With `Δx = 0.5` we get that `y(1) = 2.25`
With `Δx = 0.25` we get that `y(1) ≅ 2.44`
With `Δx = 0.125` we get that `y(1) ≅ 2.57`
With `Δx = 0.01` we get that `y(1) ≅ 2.7`
With `Δx = 0.001` we get that `y(1) ≅ 2.72`
• I understand the concept behind Euler's method and it is quite interesting , but I don't get how sal got his values for y ? • for the first table:
Δx=1
Δy/Δx=y
Δy=y (how much we add to get a new y)
we can write it like: Δy=y(old)
y(new)=y(old)+Δy=2y(old)
-if y=1 then y(new)=2y(old)=2(1)=2
-then y=2 then y(new)=2y(old)=2(2)=4
-then y=4 then y(new)=2(4)=8
for the second table:
Δx=0.5
Δy/Δx=y
Δy/0.5=y
Δy=y/2
Δy=y(old)/2
y(new)=y(old)+Δy=3/2 y(old)
-if y=1 then y(new)=3/2 y(old)=3/2(1)=1.5
-then y=1.5 then y(new)=3/2 y(old)=3/2(1.5)=2.25
-then y=2.25 then y(new)=3/2 y(old)=3/2(2.25)=3.375
...and so on
hope this helps.
• Why does the y-values increment by half of the slope? •  I assume you are talking about the second case. The slope `dy/dx` tells us that for a given number of steps on the x axis, we must take a certain number of steps on the y axis. So you should read `dy/dx = 1.5` as `dy/dx = 1.5/1`, which means that for one step on the x axis, we go one step and a half on the y axis. We can also say `dy/dx = 1.5/1 = 3/2`, for every two steps on the x axis, we take three steps on the y axis, this is equivalent.
Lastly we also have `dy/dx = 1.5/1 = 0.75/0.5`. So when we take half a step on the x axis, we must take 0.75 (three quarters) steps on the y axis.
• For all Euler type problems, is the slope always equal to y? •  No, the slope is always equal to `dy/dx` (that is, after all, the definition of slope).

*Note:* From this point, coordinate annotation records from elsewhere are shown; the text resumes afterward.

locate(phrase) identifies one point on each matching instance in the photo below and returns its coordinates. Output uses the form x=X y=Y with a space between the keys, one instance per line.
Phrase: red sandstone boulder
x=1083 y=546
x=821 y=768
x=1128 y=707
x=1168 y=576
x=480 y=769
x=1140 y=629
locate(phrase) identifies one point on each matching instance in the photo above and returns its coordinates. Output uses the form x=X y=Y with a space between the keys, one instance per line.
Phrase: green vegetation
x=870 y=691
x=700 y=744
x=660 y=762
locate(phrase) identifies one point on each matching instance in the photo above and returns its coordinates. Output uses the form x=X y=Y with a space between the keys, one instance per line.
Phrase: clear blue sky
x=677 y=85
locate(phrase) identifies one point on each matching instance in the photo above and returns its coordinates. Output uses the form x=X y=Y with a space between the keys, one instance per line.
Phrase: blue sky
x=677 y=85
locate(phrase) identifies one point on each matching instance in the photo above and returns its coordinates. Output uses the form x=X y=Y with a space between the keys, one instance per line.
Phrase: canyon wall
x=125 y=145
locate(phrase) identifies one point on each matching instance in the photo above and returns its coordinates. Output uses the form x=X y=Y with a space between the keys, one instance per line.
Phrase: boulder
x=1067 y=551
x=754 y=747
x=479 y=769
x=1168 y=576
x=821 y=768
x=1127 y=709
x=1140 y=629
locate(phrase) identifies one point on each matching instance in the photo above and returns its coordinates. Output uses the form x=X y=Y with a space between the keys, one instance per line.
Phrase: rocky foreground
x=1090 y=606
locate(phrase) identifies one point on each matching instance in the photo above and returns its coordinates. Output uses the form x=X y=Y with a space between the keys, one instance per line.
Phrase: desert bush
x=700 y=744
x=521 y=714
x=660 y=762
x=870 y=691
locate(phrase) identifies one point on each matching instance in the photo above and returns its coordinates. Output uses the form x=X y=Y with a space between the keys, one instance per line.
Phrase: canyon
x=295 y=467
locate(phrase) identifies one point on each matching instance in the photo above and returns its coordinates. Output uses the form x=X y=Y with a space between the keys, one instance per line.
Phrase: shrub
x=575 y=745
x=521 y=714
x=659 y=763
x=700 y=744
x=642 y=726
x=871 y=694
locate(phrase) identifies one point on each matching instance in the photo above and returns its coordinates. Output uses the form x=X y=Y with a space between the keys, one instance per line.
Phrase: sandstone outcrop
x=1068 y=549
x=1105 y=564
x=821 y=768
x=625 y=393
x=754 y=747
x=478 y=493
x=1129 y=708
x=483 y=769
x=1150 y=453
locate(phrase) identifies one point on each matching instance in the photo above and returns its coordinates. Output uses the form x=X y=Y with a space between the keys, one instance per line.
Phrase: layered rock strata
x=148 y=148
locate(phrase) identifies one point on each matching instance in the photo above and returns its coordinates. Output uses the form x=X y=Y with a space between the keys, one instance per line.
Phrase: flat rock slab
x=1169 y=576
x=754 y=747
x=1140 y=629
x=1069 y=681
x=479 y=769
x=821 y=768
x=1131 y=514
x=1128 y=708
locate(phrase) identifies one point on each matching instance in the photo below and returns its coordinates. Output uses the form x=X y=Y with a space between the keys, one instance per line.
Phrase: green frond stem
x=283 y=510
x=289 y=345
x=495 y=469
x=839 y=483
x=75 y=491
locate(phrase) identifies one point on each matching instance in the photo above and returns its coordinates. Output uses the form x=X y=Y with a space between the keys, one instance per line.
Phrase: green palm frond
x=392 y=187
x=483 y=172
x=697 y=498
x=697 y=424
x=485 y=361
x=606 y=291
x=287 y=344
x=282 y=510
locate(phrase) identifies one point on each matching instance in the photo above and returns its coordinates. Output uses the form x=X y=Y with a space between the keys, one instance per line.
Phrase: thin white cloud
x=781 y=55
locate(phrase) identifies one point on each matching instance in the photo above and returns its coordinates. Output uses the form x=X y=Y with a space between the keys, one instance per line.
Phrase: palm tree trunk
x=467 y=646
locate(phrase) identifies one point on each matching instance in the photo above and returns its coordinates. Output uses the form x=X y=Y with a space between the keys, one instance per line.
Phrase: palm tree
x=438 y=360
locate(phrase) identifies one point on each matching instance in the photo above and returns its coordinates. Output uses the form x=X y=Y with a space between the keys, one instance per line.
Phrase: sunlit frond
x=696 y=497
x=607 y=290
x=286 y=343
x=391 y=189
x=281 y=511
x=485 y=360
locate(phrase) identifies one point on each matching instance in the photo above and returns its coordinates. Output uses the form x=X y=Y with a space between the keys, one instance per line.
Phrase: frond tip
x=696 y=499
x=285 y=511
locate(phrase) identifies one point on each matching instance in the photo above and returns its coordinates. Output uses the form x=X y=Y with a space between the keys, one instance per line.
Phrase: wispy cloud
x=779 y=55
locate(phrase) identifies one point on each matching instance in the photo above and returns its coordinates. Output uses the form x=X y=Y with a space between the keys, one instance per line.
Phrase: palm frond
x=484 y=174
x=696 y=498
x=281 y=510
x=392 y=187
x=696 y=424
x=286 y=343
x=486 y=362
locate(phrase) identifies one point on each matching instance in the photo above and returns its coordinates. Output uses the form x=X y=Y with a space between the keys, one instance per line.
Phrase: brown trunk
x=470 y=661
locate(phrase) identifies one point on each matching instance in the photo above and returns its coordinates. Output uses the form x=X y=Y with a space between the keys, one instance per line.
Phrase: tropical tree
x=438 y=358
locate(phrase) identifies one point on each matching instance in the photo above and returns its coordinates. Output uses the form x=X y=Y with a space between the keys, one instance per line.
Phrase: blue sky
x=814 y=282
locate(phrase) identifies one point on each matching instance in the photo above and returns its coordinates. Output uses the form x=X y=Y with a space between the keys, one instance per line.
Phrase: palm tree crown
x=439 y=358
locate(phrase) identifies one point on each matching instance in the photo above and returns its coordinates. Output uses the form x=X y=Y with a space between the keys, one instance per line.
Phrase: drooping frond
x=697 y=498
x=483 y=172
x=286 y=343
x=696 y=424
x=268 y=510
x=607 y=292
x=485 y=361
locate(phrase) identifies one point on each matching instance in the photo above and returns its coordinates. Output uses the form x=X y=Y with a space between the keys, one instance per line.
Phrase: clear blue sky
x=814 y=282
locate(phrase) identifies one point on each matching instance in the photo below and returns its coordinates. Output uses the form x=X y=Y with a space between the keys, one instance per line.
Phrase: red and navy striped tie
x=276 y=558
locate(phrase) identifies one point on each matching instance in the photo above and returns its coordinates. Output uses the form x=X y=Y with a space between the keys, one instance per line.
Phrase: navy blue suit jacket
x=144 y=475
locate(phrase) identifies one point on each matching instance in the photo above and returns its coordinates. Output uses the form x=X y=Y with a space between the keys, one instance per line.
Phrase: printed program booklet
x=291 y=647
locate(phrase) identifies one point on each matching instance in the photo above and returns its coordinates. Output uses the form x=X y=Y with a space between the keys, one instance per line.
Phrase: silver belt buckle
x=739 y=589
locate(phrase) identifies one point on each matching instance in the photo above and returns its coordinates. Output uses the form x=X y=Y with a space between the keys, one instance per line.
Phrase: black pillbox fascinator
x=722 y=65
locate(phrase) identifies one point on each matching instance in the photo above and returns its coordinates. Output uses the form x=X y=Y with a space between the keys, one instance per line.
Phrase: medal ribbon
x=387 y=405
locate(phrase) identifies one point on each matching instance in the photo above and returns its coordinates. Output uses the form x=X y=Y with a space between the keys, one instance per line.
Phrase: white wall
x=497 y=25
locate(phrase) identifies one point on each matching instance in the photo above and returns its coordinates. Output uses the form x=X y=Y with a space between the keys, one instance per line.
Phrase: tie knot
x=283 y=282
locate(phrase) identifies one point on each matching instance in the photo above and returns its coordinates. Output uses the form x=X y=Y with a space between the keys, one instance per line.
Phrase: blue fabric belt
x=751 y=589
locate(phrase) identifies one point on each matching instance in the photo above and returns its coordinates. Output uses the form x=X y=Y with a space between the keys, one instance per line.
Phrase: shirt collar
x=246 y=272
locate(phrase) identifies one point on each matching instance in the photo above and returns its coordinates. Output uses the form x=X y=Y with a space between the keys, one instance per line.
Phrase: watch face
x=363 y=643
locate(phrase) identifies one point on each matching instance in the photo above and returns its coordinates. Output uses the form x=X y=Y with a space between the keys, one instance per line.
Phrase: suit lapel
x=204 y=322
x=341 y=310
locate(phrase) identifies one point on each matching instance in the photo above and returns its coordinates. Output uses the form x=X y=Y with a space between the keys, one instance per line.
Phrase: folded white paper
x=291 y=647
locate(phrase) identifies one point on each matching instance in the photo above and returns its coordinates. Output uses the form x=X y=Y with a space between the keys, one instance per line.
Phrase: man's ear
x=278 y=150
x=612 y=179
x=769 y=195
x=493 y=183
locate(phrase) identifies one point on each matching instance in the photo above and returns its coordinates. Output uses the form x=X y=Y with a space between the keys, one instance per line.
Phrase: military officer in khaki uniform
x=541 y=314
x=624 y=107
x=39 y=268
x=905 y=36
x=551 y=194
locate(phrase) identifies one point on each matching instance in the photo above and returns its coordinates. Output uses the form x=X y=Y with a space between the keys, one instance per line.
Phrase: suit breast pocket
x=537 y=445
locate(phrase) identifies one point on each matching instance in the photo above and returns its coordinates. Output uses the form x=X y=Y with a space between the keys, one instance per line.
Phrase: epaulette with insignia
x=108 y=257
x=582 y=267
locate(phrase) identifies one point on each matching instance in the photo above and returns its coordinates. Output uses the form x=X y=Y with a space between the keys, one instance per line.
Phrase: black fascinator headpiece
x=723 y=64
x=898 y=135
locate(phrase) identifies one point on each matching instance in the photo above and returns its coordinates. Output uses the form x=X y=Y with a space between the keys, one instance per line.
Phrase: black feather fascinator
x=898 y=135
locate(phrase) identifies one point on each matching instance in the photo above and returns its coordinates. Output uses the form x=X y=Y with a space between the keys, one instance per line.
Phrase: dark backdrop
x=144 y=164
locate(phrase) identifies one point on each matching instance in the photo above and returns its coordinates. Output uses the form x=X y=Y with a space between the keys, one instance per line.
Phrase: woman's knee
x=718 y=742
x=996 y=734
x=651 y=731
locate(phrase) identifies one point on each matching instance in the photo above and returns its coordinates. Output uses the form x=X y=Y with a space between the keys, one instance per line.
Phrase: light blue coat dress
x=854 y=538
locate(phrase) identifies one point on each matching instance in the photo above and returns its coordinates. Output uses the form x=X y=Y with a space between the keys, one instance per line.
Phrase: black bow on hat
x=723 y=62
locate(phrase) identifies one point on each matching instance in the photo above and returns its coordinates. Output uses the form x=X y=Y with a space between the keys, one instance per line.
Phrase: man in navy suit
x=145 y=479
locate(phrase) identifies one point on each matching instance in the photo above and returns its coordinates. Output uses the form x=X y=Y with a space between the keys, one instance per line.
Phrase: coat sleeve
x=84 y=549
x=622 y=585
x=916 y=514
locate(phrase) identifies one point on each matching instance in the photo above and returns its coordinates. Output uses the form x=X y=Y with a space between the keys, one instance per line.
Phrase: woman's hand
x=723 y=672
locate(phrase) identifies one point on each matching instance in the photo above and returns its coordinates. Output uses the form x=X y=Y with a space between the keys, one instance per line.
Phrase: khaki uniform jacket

In this example, `dy/dx = y`, but that is not general at all.
• At when x=1, why is that y is incremented by 'half' of dy/dx( 1.5 ) and not 1.5 itself? • Isn't this reminiscent of Riemann sums, but like for an arc length rather than an area? • Nice method! Is it based on the linear approximation principle y(x + Δx) ≈ y(x) + y'(x)*Δx ? • Can some please help me with this method? I'm stuck on this I need some help or explaining to. I'm only in 6th grade but I've watched this video 6 times pausing to take notes and I keep getting stuck on the skill.